Датчанин тихонько застонал, но отпрыгнул назад, сорвавшись с клинка, распоровшего ему живот.
Теперь в трактире воцарилась тишина, которую нарушал только визг поросенка.
– Убери нож, Дастин, ты его прикончил, – распорядился один из англичан. Все столпились вокруг погонщика, сняли повязку с глаз, перерезали веревку, привязывавшую его к столбу.
Датчане без единого слова поспешили унести своего товарища, пока саксы не опомнились и пока не нагрянули стражники управителя.
– Пойдем к нему, – со вздохом сказал Цирюльник. – Мы же цирюльники-хирурги, может быть, поможем чем-нибудь.
Однако было совершенно ясно, что они ничего уже не могут сделать.

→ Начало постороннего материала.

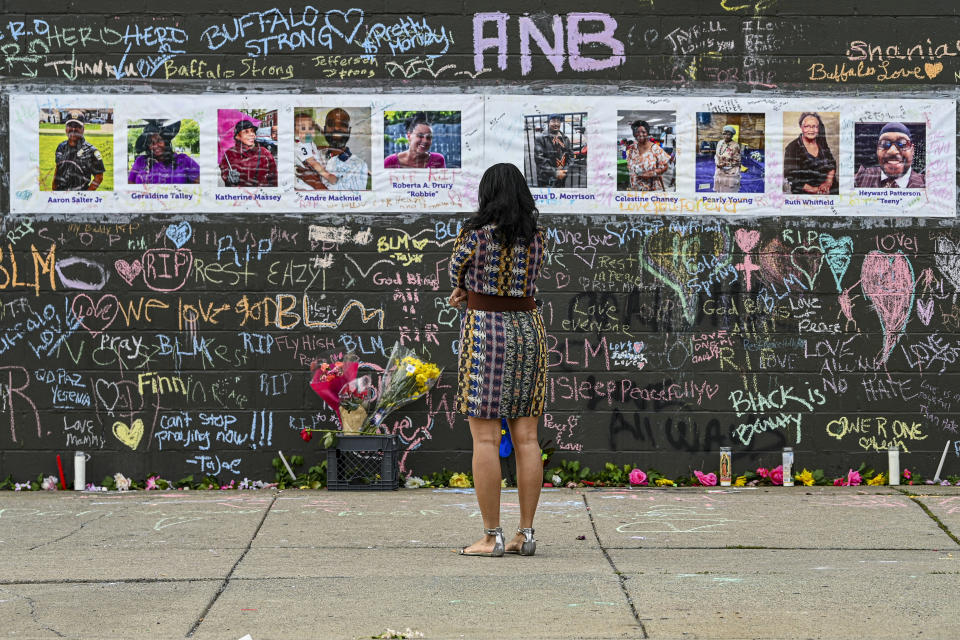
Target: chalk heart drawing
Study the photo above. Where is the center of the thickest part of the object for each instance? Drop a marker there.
(933, 70)
(587, 254)
(837, 252)
(947, 259)
(97, 316)
(448, 317)
(776, 263)
(129, 435)
(667, 254)
(808, 261)
(128, 270)
(349, 20)
(746, 240)
(180, 233)
(887, 281)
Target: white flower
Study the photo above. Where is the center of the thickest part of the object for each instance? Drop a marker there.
(414, 482)
(122, 482)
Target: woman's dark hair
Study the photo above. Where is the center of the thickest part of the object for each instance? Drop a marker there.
(821, 130)
(420, 117)
(506, 201)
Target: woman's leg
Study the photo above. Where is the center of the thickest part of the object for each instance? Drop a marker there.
(523, 431)
(486, 477)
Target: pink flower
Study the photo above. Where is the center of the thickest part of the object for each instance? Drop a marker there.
(776, 475)
(706, 479)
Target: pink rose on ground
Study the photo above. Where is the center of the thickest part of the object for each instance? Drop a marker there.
(706, 479)
(776, 475)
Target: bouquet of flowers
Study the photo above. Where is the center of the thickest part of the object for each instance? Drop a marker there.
(406, 378)
(356, 399)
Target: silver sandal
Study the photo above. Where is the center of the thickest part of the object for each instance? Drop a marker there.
(497, 551)
(529, 546)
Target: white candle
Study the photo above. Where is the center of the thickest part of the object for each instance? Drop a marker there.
(936, 478)
(893, 464)
(79, 471)
(293, 476)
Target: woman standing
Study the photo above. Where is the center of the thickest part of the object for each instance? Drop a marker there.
(503, 359)
(646, 161)
(726, 178)
(808, 164)
(417, 155)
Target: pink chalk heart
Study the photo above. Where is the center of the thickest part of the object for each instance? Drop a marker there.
(128, 270)
(97, 316)
(746, 240)
(776, 264)
(807, 260)
(887, 281)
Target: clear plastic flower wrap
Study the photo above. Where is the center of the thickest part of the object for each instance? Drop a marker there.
(356, 404)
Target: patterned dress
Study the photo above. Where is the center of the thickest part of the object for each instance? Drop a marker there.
(502, 369)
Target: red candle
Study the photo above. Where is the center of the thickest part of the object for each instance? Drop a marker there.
(63, 483)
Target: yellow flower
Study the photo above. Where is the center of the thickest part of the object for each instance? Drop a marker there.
(460, 480)
(804, 477)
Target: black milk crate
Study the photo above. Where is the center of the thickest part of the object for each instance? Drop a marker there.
(364, 463)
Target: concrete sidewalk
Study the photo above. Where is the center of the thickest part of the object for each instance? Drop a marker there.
(806, 562)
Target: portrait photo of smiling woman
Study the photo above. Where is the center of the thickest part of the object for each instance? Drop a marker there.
(421, 140)
(890, 155)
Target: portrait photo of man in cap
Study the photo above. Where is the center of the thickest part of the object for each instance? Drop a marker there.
(323, 157)
(890, 155)
(78, 163)
(245, 162)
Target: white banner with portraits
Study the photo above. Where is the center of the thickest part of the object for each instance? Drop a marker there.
(383, 153)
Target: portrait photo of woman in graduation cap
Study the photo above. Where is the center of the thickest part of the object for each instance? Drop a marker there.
(161, 151)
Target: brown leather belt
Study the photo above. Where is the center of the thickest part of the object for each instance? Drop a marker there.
(481, 302)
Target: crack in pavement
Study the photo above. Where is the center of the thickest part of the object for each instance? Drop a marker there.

Витус лежал на спине, как сломанная кукла, глаза его расширились, лицо посерело. Сквозь зияющую рану на животе было видно, что кишки у него рассечены почти до конца.
Цирюльник взял Роба за локоть и заставил присесть на корточки рядом с раненым.
– Осмотри рану, – приказал он твердо.
Видны были слои: загорелая кожа, бледная плоть, скользкая на вид светлая брюшина. Кишки были розовыми, как пасхальная крашенка, а кровь ярко-красной.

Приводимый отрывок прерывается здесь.